Thanks, I definitely still need this so let me know if I can do anything. Everything seems to pass when I run bazel test locally but not sure if I was doing something wrong

An update: this needs to fix some project internally, so it will take some time before I can get to it.

Friendly ping @damienmg, are internal changes done?

Can one of the admins verify this patch?

No, see cl/168508781

Any update on this?

Hello,

Unfortunately I had no time to do the work yet. We have the Bazel Conference next week so it is unlikely I can do that in the following weeks.

Sorry for such delays.

I had one thought that could make the import simple: have an option to build_tar (on by default) that maintains the old permission settings (pkg_tar would deactivate that). The problems is with the interaction with rules_docker, but if default behavior of build_tar doesn't change, it should be possible to import it directly.
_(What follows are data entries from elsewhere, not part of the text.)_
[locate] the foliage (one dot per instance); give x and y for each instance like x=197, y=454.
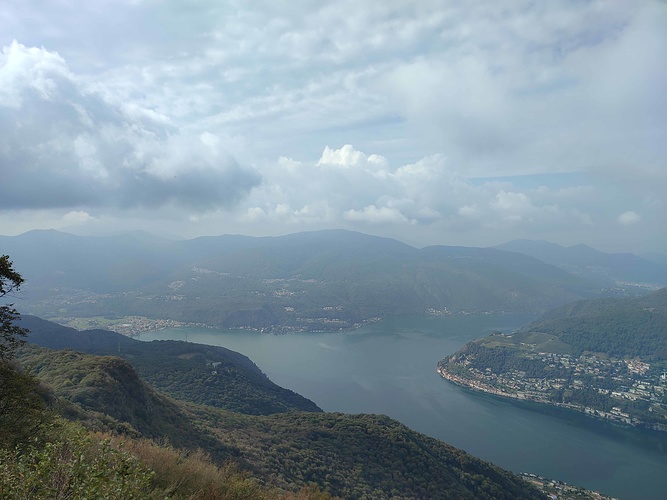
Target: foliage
x=10, y=332
x=74, y=465
x=201, y=374
x=344, y=455
x=23, y=407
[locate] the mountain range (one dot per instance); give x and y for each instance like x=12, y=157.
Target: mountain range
x=605, y=357
x=323, y=280
x=286, y=446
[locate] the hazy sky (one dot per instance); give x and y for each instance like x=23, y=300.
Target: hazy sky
x=433, y=122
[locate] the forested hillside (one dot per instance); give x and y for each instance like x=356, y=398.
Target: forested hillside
x=362, y=456
x=201, y=374
x=605, y=357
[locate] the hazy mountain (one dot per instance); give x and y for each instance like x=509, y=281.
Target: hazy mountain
x=305, y=281
x=591, y=264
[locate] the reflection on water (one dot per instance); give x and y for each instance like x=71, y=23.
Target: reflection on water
x=389, y=368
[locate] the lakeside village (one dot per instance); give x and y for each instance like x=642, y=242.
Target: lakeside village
x=625, y=383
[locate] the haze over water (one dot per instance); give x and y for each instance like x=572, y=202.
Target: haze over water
x=389, y=368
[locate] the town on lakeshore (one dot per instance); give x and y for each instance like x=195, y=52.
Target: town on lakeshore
x=619, y=390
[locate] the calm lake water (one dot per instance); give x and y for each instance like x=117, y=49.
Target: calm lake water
x=389, y=368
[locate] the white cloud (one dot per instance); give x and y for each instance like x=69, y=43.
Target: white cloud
x=176, y=112
x=77, y=217
x=63, y=144
x=629, y=218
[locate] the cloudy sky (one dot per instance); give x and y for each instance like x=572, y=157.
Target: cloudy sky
x=433, y=122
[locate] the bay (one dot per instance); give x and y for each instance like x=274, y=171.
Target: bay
x=389, y=368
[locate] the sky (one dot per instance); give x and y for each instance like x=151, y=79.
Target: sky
x=433, y=122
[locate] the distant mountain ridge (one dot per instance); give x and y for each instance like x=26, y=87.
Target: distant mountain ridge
x=604, y=357
x=582, y=260
x=322, y=280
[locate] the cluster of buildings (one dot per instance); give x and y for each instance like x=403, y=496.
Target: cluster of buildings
x=624, y=391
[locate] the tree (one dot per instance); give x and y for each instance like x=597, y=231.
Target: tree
x=10, y=333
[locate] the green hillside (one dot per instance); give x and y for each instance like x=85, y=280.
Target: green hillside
x=604, y=357
x=352, y=456
x=201, y=374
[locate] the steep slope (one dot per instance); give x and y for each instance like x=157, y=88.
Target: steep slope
x=201, y=374
x=351, y=456
x=604, y=357
x=581, y=260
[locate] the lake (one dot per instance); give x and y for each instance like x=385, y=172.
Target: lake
x=389, y=367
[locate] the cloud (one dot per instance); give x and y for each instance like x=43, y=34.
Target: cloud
x=65, y=145
x=77, y=217
x=629, y=218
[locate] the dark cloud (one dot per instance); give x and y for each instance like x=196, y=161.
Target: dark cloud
x=63, y=145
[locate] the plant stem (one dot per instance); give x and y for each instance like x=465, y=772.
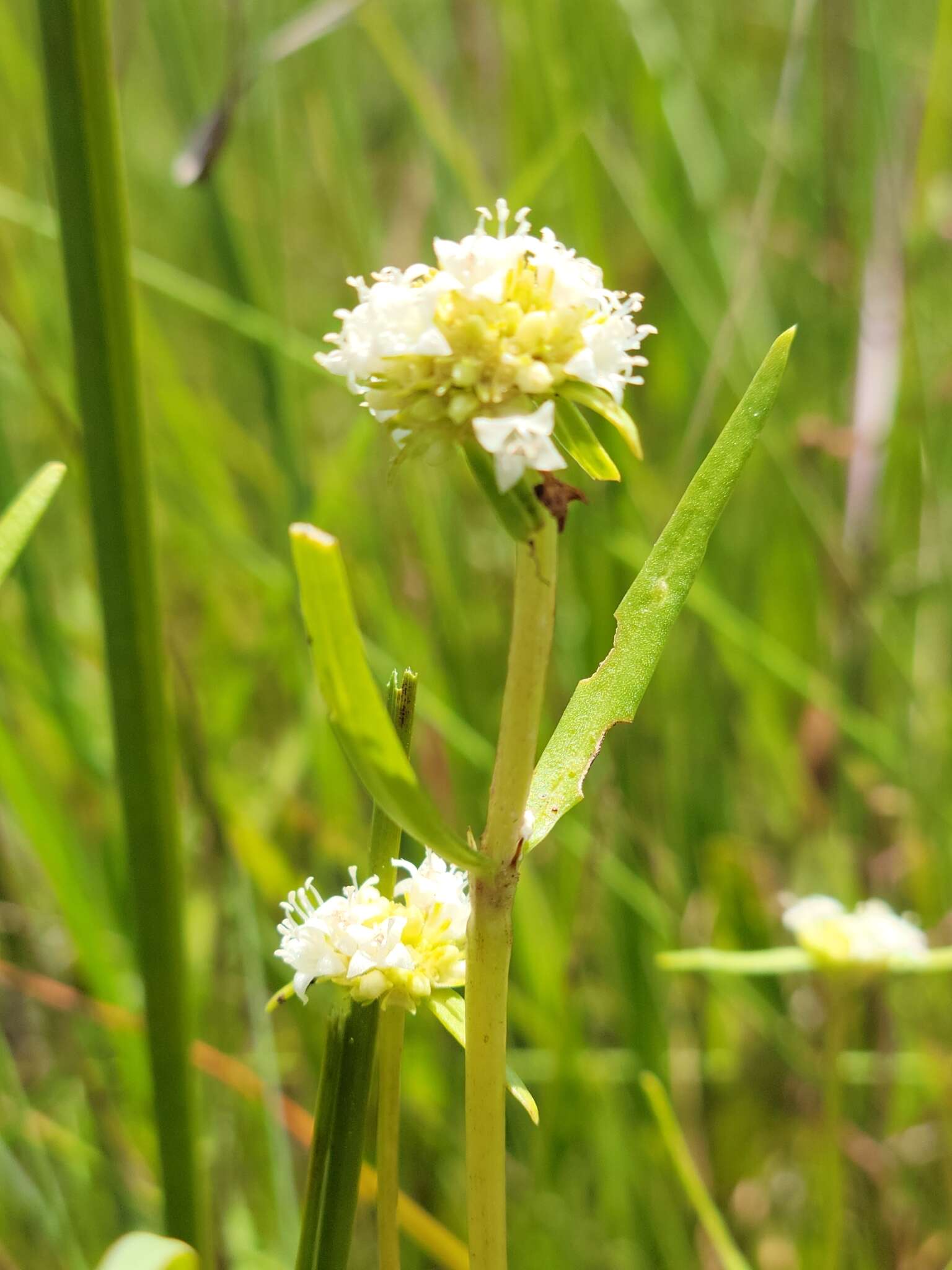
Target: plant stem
x=320, y=1141
x=385, y=833
x=84, y=139
x=489, y=939
x=328, y=1223
x=833, y=1180
x=347, y=1135
x=385, y=845
x=390, y=1048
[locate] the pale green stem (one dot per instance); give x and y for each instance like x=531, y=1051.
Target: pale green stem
x=489, y=938
x=385, y=846
x=833, y=1179
x=390, y=1047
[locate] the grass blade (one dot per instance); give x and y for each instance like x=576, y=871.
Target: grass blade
x=689, y=1175
x=450, y=1009
x=648, y=611
x=357, y=711
x=20, y=517
x=89, y=182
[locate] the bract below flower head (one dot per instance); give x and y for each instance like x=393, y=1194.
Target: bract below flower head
x=394, y=951
x=480, y=342
x=873, y=936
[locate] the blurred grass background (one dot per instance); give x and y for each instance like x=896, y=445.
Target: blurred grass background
x=747, y=167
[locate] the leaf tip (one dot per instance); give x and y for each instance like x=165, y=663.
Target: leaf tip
x=304, y=533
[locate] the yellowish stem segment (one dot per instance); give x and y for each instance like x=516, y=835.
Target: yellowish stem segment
x=489, y=940
x=390, y=1046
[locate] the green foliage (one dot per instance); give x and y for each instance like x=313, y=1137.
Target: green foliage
x=575, y=436
x=87, y=162
x=144, y=1251
x=711, y=1220
x=796, y=734
x=648, y=613
x=357, y=713
x=19, y=520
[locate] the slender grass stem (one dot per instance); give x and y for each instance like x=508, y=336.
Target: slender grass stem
x=489, y=938
x=320, y=1141
x=390, y=1048
x=347, y=1137
x=385, y=833
x=385, y=845
x=833, y=1178
x=89, y=179
x=334, y=1180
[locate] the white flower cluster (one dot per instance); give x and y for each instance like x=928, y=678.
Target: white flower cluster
x=394, y=951
x=871, y=936
x=477, y=340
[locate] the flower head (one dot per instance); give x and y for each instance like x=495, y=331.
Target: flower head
x=871, y=936
x=480, y=342
x=397, y=951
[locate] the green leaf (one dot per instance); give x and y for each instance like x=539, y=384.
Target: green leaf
x=450, y=1009
x=87, y=159
x=356, y=708
x=20, y=517
x=574, y=433
x=144, y=1251
x=604, y=404
x=648, y=611
x=783, y=961
x=518, y=510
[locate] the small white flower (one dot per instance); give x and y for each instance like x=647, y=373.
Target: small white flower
x=519, y=441
x=438, y=351
x=873, y=935
x=377, y=948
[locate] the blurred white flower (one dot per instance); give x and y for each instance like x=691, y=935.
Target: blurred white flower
x=397, y=951
x=498, y=323
x=873, y=935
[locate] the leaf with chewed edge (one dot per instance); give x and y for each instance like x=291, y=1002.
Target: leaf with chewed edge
x=648, y=611
x=356, y=708
x=450, y=1009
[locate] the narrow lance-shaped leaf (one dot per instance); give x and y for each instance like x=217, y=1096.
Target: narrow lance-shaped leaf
x=648, y=611
x=604, y=404
x=574, y=433
x=145, y=1251
x=355, y=705
x=20, y=517
x=87, y=159
x=450, y=1009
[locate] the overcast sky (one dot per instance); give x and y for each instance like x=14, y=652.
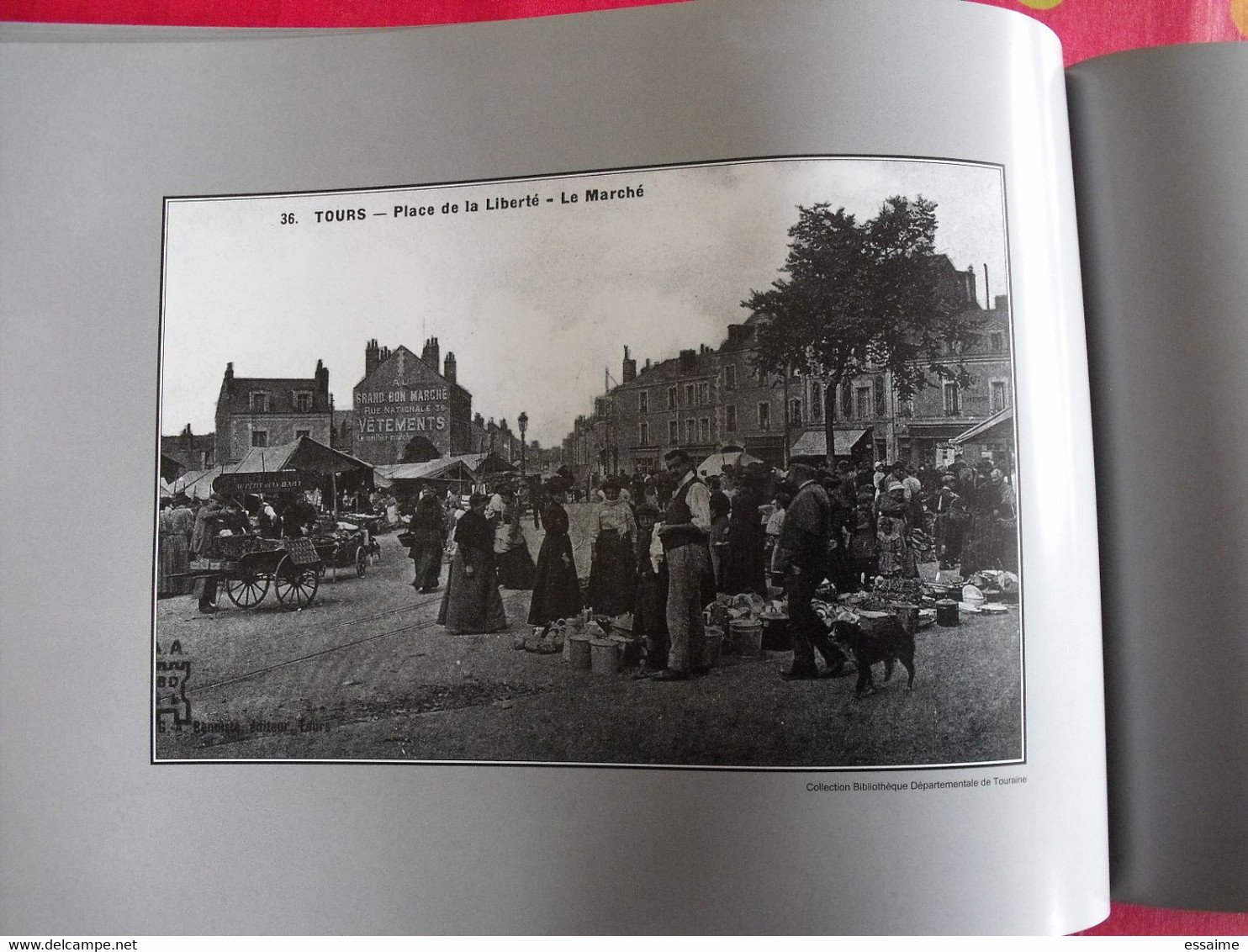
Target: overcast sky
x=533, y=301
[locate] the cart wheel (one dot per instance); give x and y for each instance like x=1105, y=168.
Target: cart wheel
x=294, y=584
x=247, y=591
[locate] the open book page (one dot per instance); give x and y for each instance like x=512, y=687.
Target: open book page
x=352, y=260
x=1160, y=139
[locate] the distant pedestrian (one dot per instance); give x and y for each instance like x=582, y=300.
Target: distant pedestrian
x=428, y=529
x=556, y=588
x=802, y=567
x=471, y=603
x=690, y=584
x=613, y=546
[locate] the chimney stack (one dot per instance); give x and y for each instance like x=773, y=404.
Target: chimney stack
x=431, y=356
x=629, y=368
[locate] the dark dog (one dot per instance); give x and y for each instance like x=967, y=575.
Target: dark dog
x=876, y=639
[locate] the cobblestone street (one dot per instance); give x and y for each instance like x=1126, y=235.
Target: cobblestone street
x=366, y=673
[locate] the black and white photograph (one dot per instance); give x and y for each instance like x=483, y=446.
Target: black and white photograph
x=703, y=466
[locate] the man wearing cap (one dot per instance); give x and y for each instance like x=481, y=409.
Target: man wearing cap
x=801, y=559
x=684, y=537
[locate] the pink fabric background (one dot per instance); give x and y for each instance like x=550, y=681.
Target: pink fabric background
x=1087, y=28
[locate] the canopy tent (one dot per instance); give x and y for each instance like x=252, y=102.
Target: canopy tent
x=716, y=462
x=814, y=443
x=997, y=427
x=436, y=471
x=304, y=454
x=484, y=464
x=196, y=483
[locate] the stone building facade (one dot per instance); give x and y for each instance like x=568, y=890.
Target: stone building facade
x=409, y=408
x=711, y=399
x=271, y=410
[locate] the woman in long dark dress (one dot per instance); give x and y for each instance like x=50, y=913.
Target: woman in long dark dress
x=744, y=563
x=510, y=549
x=613, y=572
x=556, y=590
x=428, y=531
x=472, y=604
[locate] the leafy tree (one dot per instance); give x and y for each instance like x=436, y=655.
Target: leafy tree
x=864, y=296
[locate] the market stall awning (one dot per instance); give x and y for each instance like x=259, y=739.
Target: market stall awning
x=998, y=426
x=304, y=454
x=452, y=471
x=196, y=483
x=484, y=463
x=716, y=462
x=814, y=443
Reassigning to Marcel as I am leaving the Bazel team.

I'm still interested in this and can do the work. Like suggested above, maybe we can change the functionality of the "mode" parameter so that if it sees the work "keep" it will keep the current permissions on the filesystem. It won't be the default but can be opt-in. That way the docker rules arn't broken and the default behavior doesn't change.

Can one of the admins verify this patch?

ping @mhlopko -- what's the next step here?

We don't rerun actions if only the file system permissions change, making this change a bit risky. I'd recommend to have the default be 0555 and providing a mode to keep the fs permissions, as suggested above, with a big warning that Bazel does not rebuild on permissions-only changes.

@ulfjack and @zlalanne : please advise what we should do with this PR -- merge, rework, or abandon?

Maybe we can abandon this one. I've started to just use the "mode" parameter in pkg_tar explicitly to set exact permissions for all files I'm packaging.

Ok, thank you for your contribution!

The current mode implementation is not intuitive. It's disappointing to see the change get worked so far only to be closed.

If pkg extraction under Bazel needs a particular set of permissions, it can (and probably already does) do that part. The tarball should grab the permissions as they are by default--but at least having the option to do that would be sufficient.

My use case is that I'm using pkg_tar to put files into a container_image and then doing various checks on the imported files to gather feedback for developers. Feedback like "This source file should not be executable." Unfortunately, that test is not something I can do inside the container (without writing a custom rule).